It seems like a fair number of producers have recently found inspiration in adorable, rosy-cheeked, all-consuming love. Ryan Hemsworth released a mix about “kissing, cuddling, feeling hurt, feeling happy and other feelings.” Saint Pepsi started singing and his first lyrics included the line, “I’ll give my world to keep that girl right next to me.” And PC Music artists like A.G. Cook and GFOTY have opened up a giant door for sugarcoated works of gooey heart-shaped plasticity. That’s not to say there’s not a self-awareness, or a lurking sense of dark pessimism running through all these tracks, but there’s still a strong case to be made for blatant, un-self-conscious sex music.
Brooklyn DJ LSDXOXO’s first full-length project is called w h o r e c o r e, the follow-up to 2013’s S O F T C O R E EP, and it opens with a track about murder. Okay, it’s not quite sexy, but there’s something powerfully cavalier about a dark narrative wrapped up in tongue-in-ear lyrics. The track features rapper BbyMutha (once called “the Lisa Frank of trap”) ping-ponging over a haunting beat with a nursery rhyme-esque flow and juxtapositions like “broken condom/broken heart.” From there, things get less creepy and more freaky, like on the amniotic Maenad + Heathens (Interlude), which uses a ripped-open sample of the obscure hornball Baltimore club track My Coochie Drives You Crazy.
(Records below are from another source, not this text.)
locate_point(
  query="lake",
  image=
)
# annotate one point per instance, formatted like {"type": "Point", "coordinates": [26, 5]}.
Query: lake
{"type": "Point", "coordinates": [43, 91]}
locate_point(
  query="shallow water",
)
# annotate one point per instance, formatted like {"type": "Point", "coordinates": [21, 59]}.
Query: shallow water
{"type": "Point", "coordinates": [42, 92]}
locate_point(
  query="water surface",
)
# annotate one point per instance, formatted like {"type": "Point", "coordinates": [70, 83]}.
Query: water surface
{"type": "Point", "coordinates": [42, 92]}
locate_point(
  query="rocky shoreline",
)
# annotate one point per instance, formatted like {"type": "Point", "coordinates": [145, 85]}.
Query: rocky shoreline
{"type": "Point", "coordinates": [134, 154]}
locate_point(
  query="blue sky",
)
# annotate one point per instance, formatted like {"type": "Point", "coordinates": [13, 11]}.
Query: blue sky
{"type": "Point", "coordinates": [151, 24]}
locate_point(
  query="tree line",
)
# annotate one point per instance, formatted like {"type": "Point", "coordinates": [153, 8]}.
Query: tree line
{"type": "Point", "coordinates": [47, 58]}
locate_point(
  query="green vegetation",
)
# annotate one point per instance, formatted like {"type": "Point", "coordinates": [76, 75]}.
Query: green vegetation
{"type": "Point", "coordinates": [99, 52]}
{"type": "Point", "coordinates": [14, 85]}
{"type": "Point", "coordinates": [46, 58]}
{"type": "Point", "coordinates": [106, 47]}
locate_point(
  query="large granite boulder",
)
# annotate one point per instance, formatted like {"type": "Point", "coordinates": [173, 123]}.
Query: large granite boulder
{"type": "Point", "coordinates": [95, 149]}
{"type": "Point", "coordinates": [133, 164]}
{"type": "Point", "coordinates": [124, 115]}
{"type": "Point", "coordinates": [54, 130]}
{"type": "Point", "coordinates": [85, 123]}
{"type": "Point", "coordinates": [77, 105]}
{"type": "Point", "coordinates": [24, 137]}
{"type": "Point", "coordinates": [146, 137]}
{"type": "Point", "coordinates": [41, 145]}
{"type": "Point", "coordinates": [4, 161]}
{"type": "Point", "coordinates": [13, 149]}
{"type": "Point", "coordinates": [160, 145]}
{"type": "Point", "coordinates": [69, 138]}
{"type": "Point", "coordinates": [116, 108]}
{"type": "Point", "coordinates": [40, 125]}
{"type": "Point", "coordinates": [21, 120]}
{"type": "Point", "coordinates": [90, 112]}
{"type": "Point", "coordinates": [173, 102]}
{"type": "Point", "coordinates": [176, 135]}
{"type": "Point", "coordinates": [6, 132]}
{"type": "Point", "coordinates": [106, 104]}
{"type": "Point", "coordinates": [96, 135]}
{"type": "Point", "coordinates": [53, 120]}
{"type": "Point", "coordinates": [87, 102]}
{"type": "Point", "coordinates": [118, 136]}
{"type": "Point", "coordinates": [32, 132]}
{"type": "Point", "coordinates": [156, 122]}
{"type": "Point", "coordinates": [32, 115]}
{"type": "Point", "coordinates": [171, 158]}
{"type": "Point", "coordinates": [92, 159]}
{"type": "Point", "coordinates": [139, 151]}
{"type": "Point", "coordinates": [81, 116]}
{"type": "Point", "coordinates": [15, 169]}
Throughout the album, LSDXOXO unpacks sex in music—and its simultaneous potential to inspire both mass popularity and concerned hand-wringing—by taking big, Top 40 hits and reworking them into stuttering, convoluted heavy club bangers until they’re barely recongnizable. IndustrySexxxxxSlave borrows the line “be my sex slave” from Rihanna’s Cockiness and loops it over and over until it becomes just another noise in a textured mix of mouthy slaps, yawns and tailed synth claps. Drake’s Nothing Was The Same cut The Language shows up at the end of Maenad + Heathens (Interlude), wherein Drake sounds exhausted by his own sex appeal. *SadEmoji* parallels Lee Mazin’s grind theme Back It Up with an audio clip of a couple fighting, crafting an eerie complacency under the track’s sexual overtones.
But the strongest tracks on the album are the ones that feature guests who can work with the flesh-obsessed aggression and overwrought tension of LSDXOXO’s beats. Like on Perfect (written by Le1f), in which Rahel assumes a kind of fantastical appreciation for her lover over a slow, engorged beat. Or when NJ rapper Cakes Da Killa spits breathless verses and coos through the harsh knife-gleam synth flare on Bind That Bitch.
There’s a lot at play here, and many, many elements—musical, cultural, nostalgic—to consider. Or, you can choose not to consider them and w h o r e c o r e will still provide you with a solid bundle of lip-licking seduction cuts with an underlying sense of unease for when you don’t feel like just cuddling under the covers.